Lamassu: Storage-Efficient Host-Side Encryption
This addresses a key issue for storage customers, especially in cloud environments, by allowing encryption without sacrificing deduplication, though it is incremental as it builds on convergent encryption with a novel metadata handling approach.
The paper tackles the problem of enabling storage-based data deduplication while using host-side encryption for security, presenting Lamassu, which achieves this through block-oriented convergent encryption with metadata embedded in the data stream, resulting in excellent storage efficiency and I/O throughput comparable to conventional encryption systems.

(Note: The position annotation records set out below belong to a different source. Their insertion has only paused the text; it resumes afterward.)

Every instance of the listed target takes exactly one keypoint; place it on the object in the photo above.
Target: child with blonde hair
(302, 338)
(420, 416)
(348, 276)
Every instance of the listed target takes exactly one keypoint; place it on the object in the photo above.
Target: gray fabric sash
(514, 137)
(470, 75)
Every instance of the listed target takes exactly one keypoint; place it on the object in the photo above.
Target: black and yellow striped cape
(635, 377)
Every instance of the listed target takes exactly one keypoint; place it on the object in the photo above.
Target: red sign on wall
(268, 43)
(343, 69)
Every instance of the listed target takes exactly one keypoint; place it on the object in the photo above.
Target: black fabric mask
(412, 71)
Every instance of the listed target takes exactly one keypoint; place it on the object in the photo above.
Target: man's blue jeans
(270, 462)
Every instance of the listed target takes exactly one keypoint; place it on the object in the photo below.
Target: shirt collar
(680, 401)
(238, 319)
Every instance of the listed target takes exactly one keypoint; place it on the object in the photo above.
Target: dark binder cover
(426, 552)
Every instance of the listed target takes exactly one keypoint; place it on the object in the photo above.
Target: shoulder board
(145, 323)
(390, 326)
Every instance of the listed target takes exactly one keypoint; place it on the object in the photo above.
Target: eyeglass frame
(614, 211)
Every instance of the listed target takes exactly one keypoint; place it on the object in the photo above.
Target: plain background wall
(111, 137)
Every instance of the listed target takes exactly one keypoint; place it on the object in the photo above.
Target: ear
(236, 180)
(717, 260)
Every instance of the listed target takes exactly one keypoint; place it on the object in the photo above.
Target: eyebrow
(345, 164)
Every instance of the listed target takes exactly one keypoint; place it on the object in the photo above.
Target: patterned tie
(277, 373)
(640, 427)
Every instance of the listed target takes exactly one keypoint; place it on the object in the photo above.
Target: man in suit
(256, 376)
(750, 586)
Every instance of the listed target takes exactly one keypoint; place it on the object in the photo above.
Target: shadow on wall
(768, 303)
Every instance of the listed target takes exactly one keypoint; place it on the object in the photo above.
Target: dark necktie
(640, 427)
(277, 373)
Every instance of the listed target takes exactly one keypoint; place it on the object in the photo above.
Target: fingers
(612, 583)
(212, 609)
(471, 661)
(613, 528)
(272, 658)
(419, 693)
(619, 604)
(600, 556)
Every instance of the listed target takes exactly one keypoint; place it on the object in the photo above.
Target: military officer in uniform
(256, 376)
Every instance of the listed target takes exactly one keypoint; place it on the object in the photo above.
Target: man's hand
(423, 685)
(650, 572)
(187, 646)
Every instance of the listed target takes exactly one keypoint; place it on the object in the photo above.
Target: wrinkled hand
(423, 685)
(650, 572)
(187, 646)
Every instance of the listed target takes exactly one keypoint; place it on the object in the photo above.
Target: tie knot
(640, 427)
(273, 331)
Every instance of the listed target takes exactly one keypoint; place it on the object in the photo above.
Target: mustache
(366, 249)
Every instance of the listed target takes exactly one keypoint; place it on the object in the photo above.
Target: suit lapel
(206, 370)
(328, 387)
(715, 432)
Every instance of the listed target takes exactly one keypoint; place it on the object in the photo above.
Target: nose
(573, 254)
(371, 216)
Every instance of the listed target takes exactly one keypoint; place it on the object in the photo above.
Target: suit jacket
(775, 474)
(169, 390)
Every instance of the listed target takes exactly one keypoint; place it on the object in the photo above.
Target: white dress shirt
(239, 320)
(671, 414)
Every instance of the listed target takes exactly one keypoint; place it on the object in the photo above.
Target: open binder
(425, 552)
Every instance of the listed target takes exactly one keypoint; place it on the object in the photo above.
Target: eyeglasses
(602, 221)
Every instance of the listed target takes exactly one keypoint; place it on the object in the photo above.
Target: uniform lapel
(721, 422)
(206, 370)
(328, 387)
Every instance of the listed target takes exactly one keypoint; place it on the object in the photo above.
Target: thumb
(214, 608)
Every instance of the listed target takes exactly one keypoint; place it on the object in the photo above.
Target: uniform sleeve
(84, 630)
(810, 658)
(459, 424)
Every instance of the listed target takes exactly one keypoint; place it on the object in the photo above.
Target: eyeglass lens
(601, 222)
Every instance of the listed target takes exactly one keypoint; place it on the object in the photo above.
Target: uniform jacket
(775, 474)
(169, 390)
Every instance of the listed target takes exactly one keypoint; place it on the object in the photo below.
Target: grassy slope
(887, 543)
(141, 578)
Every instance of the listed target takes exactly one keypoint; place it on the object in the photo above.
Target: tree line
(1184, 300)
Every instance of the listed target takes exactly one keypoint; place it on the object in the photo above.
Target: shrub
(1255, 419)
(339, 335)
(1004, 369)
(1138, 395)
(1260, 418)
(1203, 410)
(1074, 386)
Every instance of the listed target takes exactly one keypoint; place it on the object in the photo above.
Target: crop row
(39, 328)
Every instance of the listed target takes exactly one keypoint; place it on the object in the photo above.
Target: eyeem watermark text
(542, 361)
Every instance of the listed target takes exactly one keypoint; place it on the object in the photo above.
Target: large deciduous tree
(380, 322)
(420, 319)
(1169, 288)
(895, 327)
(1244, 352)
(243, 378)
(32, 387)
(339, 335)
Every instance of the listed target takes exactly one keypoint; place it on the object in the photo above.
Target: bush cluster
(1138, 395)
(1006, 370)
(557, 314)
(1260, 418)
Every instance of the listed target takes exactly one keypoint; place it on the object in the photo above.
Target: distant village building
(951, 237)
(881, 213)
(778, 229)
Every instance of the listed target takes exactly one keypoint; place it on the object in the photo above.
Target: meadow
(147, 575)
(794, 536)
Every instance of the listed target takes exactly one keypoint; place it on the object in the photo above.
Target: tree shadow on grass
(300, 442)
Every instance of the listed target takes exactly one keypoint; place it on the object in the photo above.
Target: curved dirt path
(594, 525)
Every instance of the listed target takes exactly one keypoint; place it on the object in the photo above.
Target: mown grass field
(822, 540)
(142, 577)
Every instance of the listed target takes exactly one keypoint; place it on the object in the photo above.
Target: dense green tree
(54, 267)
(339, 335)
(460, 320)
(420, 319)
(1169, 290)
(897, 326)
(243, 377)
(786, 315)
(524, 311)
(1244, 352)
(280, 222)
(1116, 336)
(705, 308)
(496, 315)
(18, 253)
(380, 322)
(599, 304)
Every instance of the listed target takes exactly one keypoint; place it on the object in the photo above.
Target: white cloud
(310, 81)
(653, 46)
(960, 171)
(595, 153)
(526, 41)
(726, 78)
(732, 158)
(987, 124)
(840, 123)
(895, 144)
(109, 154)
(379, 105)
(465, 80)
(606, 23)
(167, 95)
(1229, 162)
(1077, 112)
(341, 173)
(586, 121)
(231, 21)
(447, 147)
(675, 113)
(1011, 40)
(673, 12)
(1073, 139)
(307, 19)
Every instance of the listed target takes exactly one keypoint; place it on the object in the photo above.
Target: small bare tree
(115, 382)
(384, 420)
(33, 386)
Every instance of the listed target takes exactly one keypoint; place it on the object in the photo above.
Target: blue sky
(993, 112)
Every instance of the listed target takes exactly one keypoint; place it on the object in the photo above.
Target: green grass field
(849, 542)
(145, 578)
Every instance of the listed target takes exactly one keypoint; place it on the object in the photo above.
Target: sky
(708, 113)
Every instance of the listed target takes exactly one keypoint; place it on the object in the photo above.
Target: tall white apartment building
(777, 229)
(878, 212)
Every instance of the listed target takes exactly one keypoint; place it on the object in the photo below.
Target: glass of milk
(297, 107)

Many storage customers are adopting encryption solutions to protect critical data. Most existing encryption solutions sit in, or near, the application that is the source of critical data, upstream of the primary storage system. Placing encryption near the source ensures that data remains encrypted throughout the storage stack, making it easier to use untrusted storage, such as public clouds. Unfortunately, such a strategy also prevents downstream storage systems from applying content-based features, such as deduplication, to the data. In this paper, we present Lamassu, an encryption solution that uses block-oriented, host-based, convergent encryption to secure data, while preserving storage-based data deduplication. Unlike past convergent encryption systems, which typically store encryption metadata in a dedicated store, our system transparently inserts its metadata into each file's data stream. This allows us to add Lamassu to an application stack without modifying either the client application or the storage controller. In this paper, we lay out the architecture and security model used in our system, and present a new model for maintaining metadata consistency and data integrity in a convergent encryption environment. We also evaluate its storage efficiency and I/O performance by using a variety of microbenchmarks, showing that Lamassu provides excellent storage efficiency, while achieving I/O throughput on par with similar conventional encryption systems.